Yesterday(10 July 25) i had the same problem with two of my Orin nano boards. I just went for a tea break and came, the browsers were not opening thereafter which i was using seamlessly earlier. **I tried reflashing but still the issue persists! No browsers are working! I have spend considerable time on this issue analyzing and board reflashing.
It is a snap permissions issue. With the Snap 2.70+ change, snap-confineno longer needs to be setuid root , and instead relies on file capabilities , executing in the security context of the invoking user .
Change
Effect
snap-confine is no longer setuid
Runs with user’s privileges, not root
Uses file capabilities like cap_sys_admin or cap_setuid
More granular, but vulnerable to permission issues
Snap sandbox is now bootstrap-dependent on correct user context
If user can’t access $HOME, Snap fails early
AppArmor now enforced earlier
Blocks $HOME, dbus, or other mounts before namespace forms
Bind-mounting snap-confine now breaks expected behavior
Because user is missing the necessary capabilities
What used to be a root-launched bootstrapper is now a user-context-sensitive sandbox tool.
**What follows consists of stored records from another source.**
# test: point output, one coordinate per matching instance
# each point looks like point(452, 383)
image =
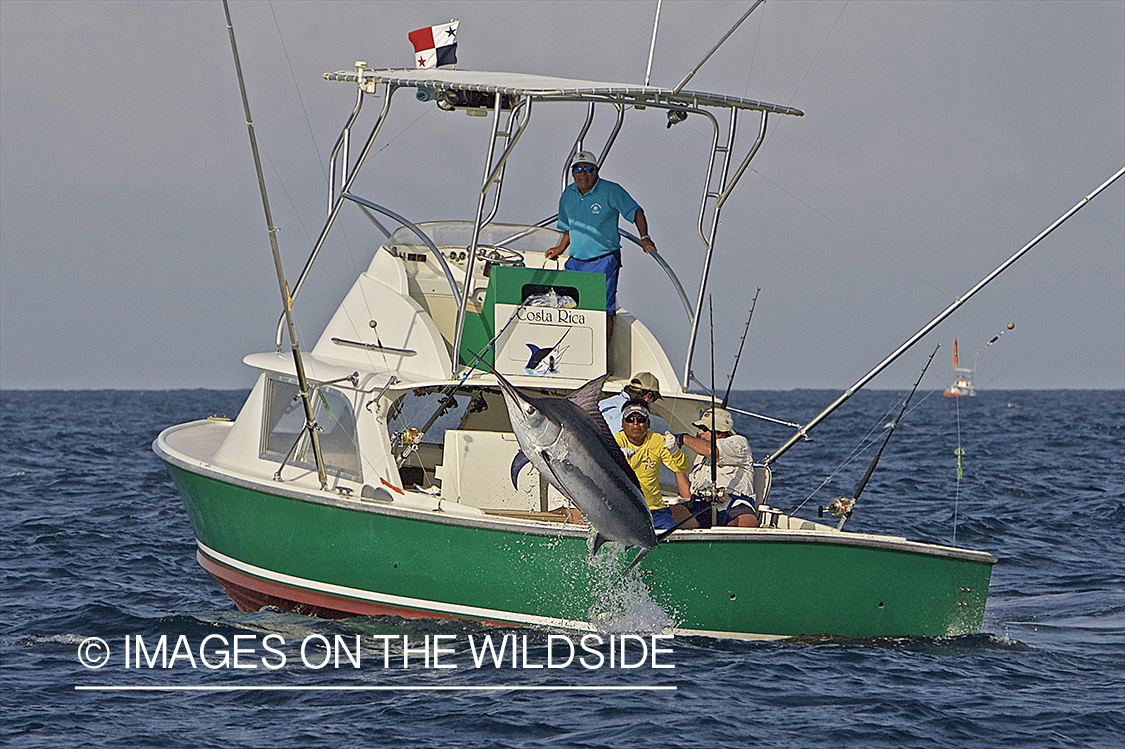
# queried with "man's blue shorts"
point(609, 264)
point(663, 519)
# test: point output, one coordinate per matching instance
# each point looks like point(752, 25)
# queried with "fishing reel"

Snap has essentially “moved the trust boundary downward.”
That makes sense for:
Multi-user systems
Security auditing
Fine-grained control
But for edge systems like Jetson or embedded boards, this increases fragility, especially if:
You’re customizing kernel builds (AppArmor might be off)
Home directories have unusual permissions
Snap core updates silently (which they do)
I was able to get it running properly by enabling Apparmor (CONFIG_SECURITY_APPARMOR) in the kernel. You also have to add APPEND apparmor=1 security=apparmor to the kernel parameters. Apparmor is built into the Image; it’s more than just adding a module. You will also need to enable CONFIG_SQUASHFX_XATTR to make sure that snap can set capabilities.
I haven’t been able to figure out if you have to have Apparmor enabled (my guess is that you do), so I’ll have to play with it some to figure out the minimum requirement to get it up and running again. BTW, this effects everything installed by a snap, it’s not just Chromium.
While I was able to get it up and running, I still need to untangle what I did during development. Apparmor seems to be a little finicky on when and how it builds rules for installation.